I hate buzzwords. Glad I got that off my chest. You see, in the somewhat nebulous space of information governance, the last thing we need is more marketing clutter to make our ideas and concepts more ambiguous and harder to explain. Unfortunately, it would seem that everywhere you turn there’s a new name or title given to a concept, which does more to complicate than simplify the conversation. For example, “what are you doing about your big data?” can elicit many different answers depending on the audience and their understanding. And don’t get me started on “REAL Single Instance Storage” or “end-to-end eDiscovery.”

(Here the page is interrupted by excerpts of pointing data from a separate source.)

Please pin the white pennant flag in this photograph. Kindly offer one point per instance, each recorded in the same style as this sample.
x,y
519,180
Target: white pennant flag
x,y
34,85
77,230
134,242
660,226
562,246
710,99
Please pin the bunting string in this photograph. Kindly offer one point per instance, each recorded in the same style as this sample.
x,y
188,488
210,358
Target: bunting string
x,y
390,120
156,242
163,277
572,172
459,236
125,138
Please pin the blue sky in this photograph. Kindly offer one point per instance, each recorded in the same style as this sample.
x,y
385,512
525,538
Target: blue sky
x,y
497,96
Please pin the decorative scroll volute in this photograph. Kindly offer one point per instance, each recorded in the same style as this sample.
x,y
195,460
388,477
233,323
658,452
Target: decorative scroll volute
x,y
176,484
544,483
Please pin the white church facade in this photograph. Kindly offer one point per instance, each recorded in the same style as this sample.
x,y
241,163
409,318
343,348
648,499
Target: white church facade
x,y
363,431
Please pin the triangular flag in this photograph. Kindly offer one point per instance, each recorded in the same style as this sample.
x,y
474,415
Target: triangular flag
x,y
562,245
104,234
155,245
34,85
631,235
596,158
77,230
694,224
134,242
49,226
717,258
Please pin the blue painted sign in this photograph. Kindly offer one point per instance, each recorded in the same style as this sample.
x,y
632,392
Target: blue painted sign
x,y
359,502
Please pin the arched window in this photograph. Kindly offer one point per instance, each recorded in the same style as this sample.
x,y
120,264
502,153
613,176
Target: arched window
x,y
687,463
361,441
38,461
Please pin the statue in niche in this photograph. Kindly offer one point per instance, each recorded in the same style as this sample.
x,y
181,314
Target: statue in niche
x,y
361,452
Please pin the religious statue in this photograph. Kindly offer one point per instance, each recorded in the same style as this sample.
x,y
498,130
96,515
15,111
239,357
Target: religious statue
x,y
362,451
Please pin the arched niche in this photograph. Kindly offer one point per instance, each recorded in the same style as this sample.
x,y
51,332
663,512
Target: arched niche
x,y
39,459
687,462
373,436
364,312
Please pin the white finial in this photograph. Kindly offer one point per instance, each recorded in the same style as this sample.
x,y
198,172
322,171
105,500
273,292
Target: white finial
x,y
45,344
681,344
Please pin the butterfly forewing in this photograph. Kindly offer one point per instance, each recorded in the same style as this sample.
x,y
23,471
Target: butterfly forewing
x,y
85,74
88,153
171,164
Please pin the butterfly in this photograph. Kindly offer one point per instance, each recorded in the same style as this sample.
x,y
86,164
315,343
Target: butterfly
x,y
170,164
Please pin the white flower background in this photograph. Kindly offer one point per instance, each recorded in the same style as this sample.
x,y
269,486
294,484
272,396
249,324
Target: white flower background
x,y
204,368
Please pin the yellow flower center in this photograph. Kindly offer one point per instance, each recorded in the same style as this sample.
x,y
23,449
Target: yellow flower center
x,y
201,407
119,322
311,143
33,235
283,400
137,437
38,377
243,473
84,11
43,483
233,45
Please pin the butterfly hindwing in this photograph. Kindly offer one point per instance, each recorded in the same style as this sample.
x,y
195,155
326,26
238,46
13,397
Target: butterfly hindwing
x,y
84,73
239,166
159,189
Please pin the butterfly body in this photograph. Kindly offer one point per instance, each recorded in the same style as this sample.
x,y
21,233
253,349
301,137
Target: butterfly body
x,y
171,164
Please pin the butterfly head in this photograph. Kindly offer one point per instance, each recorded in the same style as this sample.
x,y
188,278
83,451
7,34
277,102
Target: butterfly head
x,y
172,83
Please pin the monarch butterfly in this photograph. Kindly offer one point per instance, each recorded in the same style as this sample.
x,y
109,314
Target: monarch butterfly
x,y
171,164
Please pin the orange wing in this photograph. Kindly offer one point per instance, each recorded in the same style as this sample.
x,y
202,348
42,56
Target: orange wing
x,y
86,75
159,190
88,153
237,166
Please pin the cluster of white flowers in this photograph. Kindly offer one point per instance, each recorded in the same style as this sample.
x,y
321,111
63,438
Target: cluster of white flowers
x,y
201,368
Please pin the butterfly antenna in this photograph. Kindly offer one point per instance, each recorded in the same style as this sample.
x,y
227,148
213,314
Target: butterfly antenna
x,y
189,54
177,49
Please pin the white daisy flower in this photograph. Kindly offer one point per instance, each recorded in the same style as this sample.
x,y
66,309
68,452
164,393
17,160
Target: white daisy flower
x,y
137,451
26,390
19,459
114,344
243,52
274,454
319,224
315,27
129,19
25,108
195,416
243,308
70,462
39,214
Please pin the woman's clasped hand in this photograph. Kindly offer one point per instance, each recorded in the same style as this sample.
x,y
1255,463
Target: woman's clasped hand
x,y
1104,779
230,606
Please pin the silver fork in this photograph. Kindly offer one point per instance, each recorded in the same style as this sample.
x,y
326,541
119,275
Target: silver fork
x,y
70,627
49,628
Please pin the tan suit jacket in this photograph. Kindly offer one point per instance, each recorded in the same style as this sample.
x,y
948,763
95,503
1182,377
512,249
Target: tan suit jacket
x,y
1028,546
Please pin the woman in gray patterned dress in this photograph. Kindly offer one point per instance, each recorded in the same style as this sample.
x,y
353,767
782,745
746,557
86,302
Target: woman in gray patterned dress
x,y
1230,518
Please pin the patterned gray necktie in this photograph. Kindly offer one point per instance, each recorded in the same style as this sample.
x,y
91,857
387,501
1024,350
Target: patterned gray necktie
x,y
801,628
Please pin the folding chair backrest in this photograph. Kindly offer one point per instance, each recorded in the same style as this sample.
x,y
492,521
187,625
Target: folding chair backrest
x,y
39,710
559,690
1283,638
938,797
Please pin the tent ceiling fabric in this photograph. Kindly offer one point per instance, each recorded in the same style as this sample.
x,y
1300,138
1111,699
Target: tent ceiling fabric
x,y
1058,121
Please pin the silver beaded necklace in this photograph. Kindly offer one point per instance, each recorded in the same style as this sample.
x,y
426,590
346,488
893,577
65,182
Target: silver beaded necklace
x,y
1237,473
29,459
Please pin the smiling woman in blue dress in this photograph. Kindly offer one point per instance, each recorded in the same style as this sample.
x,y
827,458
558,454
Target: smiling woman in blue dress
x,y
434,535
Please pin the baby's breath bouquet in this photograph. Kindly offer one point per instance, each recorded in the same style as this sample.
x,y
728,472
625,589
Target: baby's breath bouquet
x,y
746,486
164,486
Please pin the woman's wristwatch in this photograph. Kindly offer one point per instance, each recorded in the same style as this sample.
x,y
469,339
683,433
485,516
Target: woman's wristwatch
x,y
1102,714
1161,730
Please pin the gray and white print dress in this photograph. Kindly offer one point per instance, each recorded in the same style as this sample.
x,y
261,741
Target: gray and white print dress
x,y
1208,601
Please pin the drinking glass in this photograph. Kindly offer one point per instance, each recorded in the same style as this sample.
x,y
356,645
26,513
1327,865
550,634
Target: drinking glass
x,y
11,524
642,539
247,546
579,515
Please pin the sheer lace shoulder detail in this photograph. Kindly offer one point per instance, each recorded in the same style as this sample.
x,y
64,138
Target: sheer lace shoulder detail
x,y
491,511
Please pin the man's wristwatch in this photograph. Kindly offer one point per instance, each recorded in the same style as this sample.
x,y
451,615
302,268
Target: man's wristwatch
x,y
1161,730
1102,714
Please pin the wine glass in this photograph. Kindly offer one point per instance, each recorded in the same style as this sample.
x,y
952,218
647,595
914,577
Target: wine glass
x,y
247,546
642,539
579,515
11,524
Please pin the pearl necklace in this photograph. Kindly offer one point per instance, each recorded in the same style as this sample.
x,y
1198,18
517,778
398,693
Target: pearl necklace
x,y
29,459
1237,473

Recently, however, I’ve been uncharacteristically in tune to the conversation around a new buzzword because I think this discussion is pivotal in the general trend towards information governance – data lakes. Don’t get me wrong, I still dislike the actual term: why is everyone so obsessed with bodies of water? Wouldn’t it actually be more of an ocean? Perhaps more of a dam. I digress.
Data lakes, when implemented effectively, can be conceptualized as a management layer for all of the content generated within the enterprise. It is the name given to the platform necessary for information governance. The transaction -- or production -- layer is where data is born: emails, IMs, file creation, collaboration tools like SharePoint, and the like. But a data lake is necessary to capture and process all of these different data types so that they can be leveraged as a whole rather than a fragmented sum of the parts. Content creation tools alone are scattered puddles of information, whereas the data lake concept seeks to pool the contents to make holistically managed and searchable.
FINALLY, I had it. A necessary buzzword that (1) names a key piece of the information governance process, while also (2) inherently acknowledging this piece as necessary in the grand scheme.
Then, along came the backlash. I read article after article talking about how data lakes won’t work. The one that really got to me was from Gartner, the self-proclaimed leader in IT discussion.
Data lakes are the missing piece to how companies can leverage their data for analytics, business intelligence, and collective corporate “memory.” If you have the proper data lake, you can tap into the gold-mine of data. There are companies that are innovating, growing, and revolutionizing their industries – Uber, Netflix, and Amazon to name a few. The reason: In order for a business to succeed in the 21st-century, they need to analyze and respond to their data. Successful companies have aligned themselves so that they can respond quickly, and I anticipate in the next 5 years we’ll see more, similar transitions from the large, established Fortune 500 companies, and not just the up-and-comers. The right data lake is necessary for this transition.
My issue with the Gartner article is that it misdiagnoses a data lake as a dumb vault where all information is stored in a seemingly disorganized fashion. Obviously, I agree with them that this is not the right solution for big companies. However, they’re ignoring the fact that data lakes with sophisticated management capabilities are available now. With full-text indexing, automatic and hybrid records classification, role-based access, and hierarchical policy structures, companies are able to know exactly what information they have so that they can extract any and all necessary data.
This ability to notice trends and react to them is becoming a pivotal part in successful corporation’s business models. They analyze what their consumers are discussing on social media, how their employees are reacting to new product launches, and legacy communications that include pivotal business information. The companies that choose to ignore the value that exists in their data are those that are poised to fail.
The only way a company can truly leverage the enterprise data they have is to capture all of that data. Once everything is harnessed, decisions for management can be made accordingly based on the company’s needs and desires. Want to store everything forever? Sure, you can do that. Prefer to eliminate the “junk” data that has little business use? You can do that too. Once captured, the business can delete everything that is deemed non-business (think baby pictures, MP3s, grandma’s recipe, etc.) and analyze the relevant content that is left over. But the common need is a data lake – or management layer – in order to make those decisions in the first place.
You know the saying, “you can’t teach an old dog new tricks”? Perhaps it’s not true. The enterprise is a retriever, and in order to fetch any new insights, he’ll need a (data) lake to go jump in.